At this point, you should understand the basic matching of recursive regularities. However, the return of\ g used here is very basic, and the following will continue to go further step by step.
Deep recursion (1):\ g in parentheses
In the previous recursive example, the\ g part of the expression that can represent recursion is placed outside the group. in this case, only the form\ g can be considered recursive, and if it is\ g or\ g, it is not recursive, at best, it is a call to an expression.
However, when you need to use recursive regularities to solve problems, recursive expressions tend to be inside the group rather than outside the group. Therefore, the recursion explained above is actually very rare. Therefore, to use recursive regularity, we have to continue to explore in depth.
First, look at a very simple recursive regular expression within a group:
/ (abc\ g?xyz) + /
In this expression, a packet capture is performed, which first matches the abc characters, and then uses the expression\ g? Pay attention to this? It can't be less, of course? It can also be replaced with other quantifiers explained earlier), followed by the matching character xyz. Because of\ g here? It is placed inside the packet capture corresponding to index 1, so a recursive regular expression is formed.
The question is, what kind of string does this regular expression match? To learn a recursive regular expression, you must be able to analyze what type of string it can match.
Still,\ g is represented as a placeholder, then the string pattern matched by the recursive regular expression is: "abc_?xyz" * N, which means repeated N times, because there is a + sign outside the parenthesis grouping of this expression.
What if the quantifier? If you choose 0 times, that is, without recursion, the string "abcxyz" * N is matched:
/ (abc\ g?xyz) + / = ~ "abcxyz" # = > 0 / (abc\ g?xyz) + / = ~ "abcxyzabcxyz" # = > 0 / (abc\ g?xyz) + / = ~ "abcxyzabcxyzabcxyz" # = > 0 / (abc\ g?xyz) + / = ~ "abcxyz" * 10 = > 0
What if the quantifier? Select once, then after a round of recursion, the matching string pattern is: "abcabc_?xyzxyz" * N. Again? If you choose the number of quantifiers, if you choose 0 times, the matching string is "abcabcxyzxyz" * N:
/ (abc\ g?xyz) + / = ~ "abcabcxyzxyz" # = > 0 / (abc\ g?xyz) + / = ~ "abcabcxyzxyzabcabcxyzxyz" # = > 0 / (abc\ g?xyz) + / = ~ "abcabcxyzxyz" * 3percent = > 0
Continue to analyze another round of recursion. Suppose this is? Select the quantifier once, then the second round of recursion, the matching string pattern is: "abcabcabc_?xyzxyzxyz" * N.
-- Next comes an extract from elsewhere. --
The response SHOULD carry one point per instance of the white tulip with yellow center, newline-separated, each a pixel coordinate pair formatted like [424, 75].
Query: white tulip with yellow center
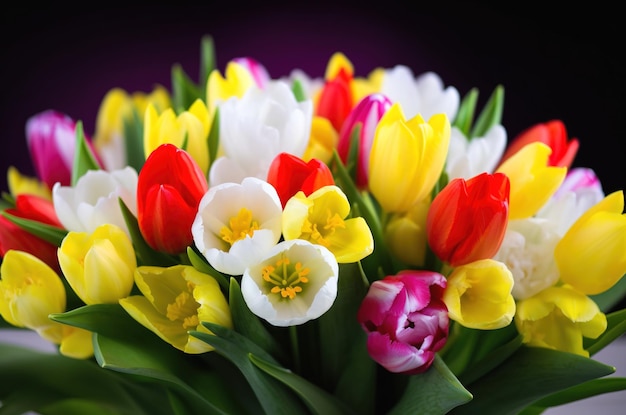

At this point, it should not be difficult to guess the pattern of the string that matches the recursive regular expression / (abc\ g?xyz) + /:
After summarizing "abcxyz" * N "abcabcxyzxyz" * N "abcabcabcxyzxyzxyz" * N#, it matches the following general patterns: n and N are both greater than or equal to 1 ("abc" * n + "xyz" * n) * N
Focus on the recursive regular expression / (abc\ g?xyz) + /, from which you can directly guess what type of string to match?
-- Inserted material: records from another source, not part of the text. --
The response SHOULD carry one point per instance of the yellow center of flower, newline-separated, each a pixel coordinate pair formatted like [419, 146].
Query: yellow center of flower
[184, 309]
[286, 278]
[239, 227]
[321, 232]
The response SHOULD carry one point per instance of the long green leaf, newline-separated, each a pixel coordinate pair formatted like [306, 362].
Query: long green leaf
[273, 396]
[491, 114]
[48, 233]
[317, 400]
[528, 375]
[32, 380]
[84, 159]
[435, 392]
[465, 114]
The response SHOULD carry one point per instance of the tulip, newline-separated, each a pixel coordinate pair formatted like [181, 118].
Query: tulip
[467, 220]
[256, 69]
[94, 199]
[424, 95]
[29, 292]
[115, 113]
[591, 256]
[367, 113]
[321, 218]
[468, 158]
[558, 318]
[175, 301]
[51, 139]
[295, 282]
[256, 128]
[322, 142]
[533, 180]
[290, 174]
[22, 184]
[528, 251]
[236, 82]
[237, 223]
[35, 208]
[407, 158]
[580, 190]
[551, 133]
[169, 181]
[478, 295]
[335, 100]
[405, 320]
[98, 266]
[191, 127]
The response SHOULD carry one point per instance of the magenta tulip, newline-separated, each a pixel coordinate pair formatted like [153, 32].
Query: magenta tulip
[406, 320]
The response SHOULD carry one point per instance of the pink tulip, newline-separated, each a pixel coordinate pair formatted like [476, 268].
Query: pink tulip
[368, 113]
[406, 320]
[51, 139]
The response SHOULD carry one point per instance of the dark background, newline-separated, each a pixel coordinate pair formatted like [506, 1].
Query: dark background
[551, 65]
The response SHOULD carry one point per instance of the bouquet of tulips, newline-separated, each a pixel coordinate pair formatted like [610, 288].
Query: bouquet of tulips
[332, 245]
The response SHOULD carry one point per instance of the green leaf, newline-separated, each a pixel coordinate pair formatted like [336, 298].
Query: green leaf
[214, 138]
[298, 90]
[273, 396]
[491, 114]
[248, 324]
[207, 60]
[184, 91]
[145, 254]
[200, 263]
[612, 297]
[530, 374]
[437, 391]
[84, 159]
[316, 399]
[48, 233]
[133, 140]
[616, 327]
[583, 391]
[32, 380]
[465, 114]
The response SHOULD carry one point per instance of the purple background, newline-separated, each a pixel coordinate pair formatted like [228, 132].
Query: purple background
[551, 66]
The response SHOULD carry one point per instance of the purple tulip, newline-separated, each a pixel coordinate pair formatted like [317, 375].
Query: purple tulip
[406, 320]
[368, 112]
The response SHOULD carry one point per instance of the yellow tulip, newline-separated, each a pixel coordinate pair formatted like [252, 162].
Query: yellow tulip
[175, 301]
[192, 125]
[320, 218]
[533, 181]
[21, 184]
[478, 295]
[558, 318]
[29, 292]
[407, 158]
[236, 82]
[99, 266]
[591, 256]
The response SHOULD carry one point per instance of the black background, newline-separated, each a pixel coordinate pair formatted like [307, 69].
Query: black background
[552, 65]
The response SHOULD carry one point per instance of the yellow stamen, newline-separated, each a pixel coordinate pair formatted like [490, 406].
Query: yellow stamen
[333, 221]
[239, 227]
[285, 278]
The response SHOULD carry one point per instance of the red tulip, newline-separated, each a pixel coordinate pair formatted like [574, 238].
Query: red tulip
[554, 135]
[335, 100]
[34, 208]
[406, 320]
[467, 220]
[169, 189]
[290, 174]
Instead of looking at quantifiers + or other possible quantifiers, focus on grouping capture. The packet capture matches abc_?xyz. If you want to do recursive N rounds, then each round is an abc_?xyz pattern. Replace it directly into the regular to observe: abc (abc_?xyz) * xyz, where (abc_?xyz) * indicates that this part is repeated 0 or N times. Of course, this part of the replacement is not the standard rule, only to help understand the concept of different places mixed together, I do not think it will cause ambiguity to your understanding.
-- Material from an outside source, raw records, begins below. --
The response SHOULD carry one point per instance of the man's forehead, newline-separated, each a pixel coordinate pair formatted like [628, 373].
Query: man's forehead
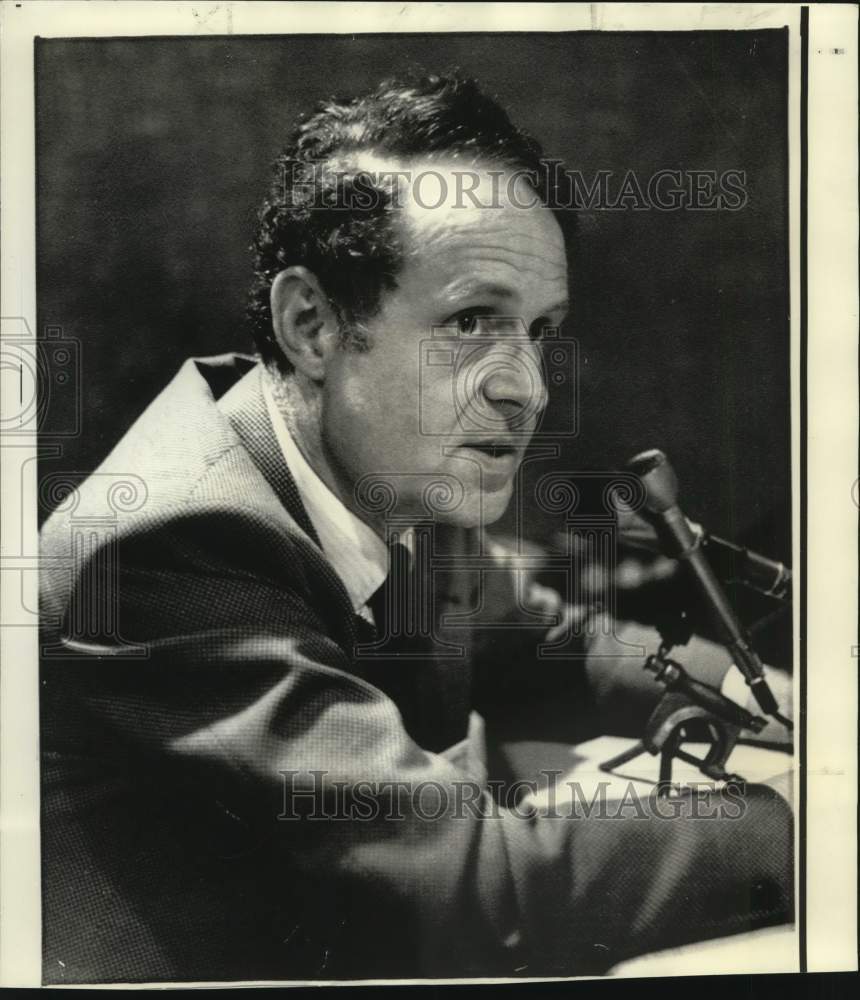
[473, 243]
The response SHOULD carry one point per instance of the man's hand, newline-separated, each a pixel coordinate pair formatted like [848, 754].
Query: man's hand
[780, 683]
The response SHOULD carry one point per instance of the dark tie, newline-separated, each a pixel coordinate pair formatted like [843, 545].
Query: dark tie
[432, 690]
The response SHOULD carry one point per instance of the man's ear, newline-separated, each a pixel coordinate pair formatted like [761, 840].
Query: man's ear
[305, 326]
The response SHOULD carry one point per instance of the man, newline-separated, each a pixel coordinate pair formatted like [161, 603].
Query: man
[233, 764]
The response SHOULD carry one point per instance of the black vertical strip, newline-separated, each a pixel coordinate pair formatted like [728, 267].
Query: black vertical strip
[804, 234]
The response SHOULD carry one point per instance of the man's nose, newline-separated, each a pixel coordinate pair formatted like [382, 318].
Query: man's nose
[512, 383]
It is not difficult to understand this way. Of course, this recursive regular is relatively simple, if you put the above\ g? If you change it to\ gwatch, it will look a little more complicated. So what kind of string does it match?
In the same way of analysis, / (abc\ g*xyz) + / is regarded as the structure of "abc_*xyz" * N, and then the value of * is assumed to be 3 times, so the recursive result looks similar to:
"abc (abc_*xyz) (abc_*xyz) (abc_*xyz) xyz" * N
The quantifier * can be selected in each of the parentheses above, but in order to reach the end of recursion, the * in each recursion must take a value 0 times to end the recursion.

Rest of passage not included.